A unique, one-click optimisation engine that always finds the best (global) solution to general, mixed-integer, non-linear, non-convex problems (MINLP). The Octeract DGO engine implements cutting-edge research in deterministic global optimisation (DGO).
For the very first time, natural language (English) can be used to model optimisation problems. Octeract Hypercube automatically translates commands from English to mathematics - the model will then run on an optimisation engine as usual.
Optimisation has long been associated with a steep learning curve.
Building correct, solvable models is an art which requires decades of training.
However, optimisation is extremely powerful, and our vision is to make it accessible to all who need it.
This is why we created Octeract Hypercube:
an innovative platform where users can describe their application in English - we take care of the math.
At Octeract, we use Deterministic Global Optimisation (DGO) to guarantee global optimality for general non-convex, mixed-integer optimisation problems.
The mathematics of DGO provide this guarantee because they allow us to perform calculations over entire regions of space, as opposed to isolated points (conventional optimisation methods).

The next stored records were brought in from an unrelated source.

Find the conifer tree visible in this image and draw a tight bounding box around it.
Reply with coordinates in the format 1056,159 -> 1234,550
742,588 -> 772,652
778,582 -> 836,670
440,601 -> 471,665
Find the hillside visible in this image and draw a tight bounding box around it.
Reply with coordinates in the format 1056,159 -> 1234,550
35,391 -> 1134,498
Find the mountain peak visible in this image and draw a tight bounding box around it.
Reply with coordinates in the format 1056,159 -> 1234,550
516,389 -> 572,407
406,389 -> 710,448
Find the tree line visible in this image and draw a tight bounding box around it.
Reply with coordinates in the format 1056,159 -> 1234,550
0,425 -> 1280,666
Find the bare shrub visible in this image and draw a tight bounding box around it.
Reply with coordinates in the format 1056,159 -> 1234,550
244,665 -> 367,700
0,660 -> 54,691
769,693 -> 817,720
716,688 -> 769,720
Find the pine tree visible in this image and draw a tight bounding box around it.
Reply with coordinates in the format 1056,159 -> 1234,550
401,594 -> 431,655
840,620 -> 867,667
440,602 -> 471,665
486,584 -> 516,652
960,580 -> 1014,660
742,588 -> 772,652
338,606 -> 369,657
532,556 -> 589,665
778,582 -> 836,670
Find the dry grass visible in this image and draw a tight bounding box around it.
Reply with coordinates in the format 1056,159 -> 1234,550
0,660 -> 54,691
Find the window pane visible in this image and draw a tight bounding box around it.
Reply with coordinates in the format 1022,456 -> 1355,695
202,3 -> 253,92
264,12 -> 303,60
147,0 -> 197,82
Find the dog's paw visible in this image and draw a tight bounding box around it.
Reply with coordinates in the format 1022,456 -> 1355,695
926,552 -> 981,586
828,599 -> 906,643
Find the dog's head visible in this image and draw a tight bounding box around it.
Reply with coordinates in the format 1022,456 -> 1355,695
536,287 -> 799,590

This information is then used to derive rigorous bounds over the entire region: a best-case and a worst-case scenario. This procedure is repeated for increasingly smaller regions of space, and the math guarantees that the bounds are guaranteed to approach each other as the regions become smaller.
Eventually, this allows us to locate a small region where we can guarantee global optimality.
Unfortunately, the guarantee comes at great computational cost (the problem is NP-Hard after all), which makes the solving of large-scale industrial problems impossible a lot of the time.
Our DGO engine is the first of its kind which is able to harness the power of distributed computing to accelerate DGO methods - thus allowing us to guarantee global optimality for much larger problems than previously thought possible.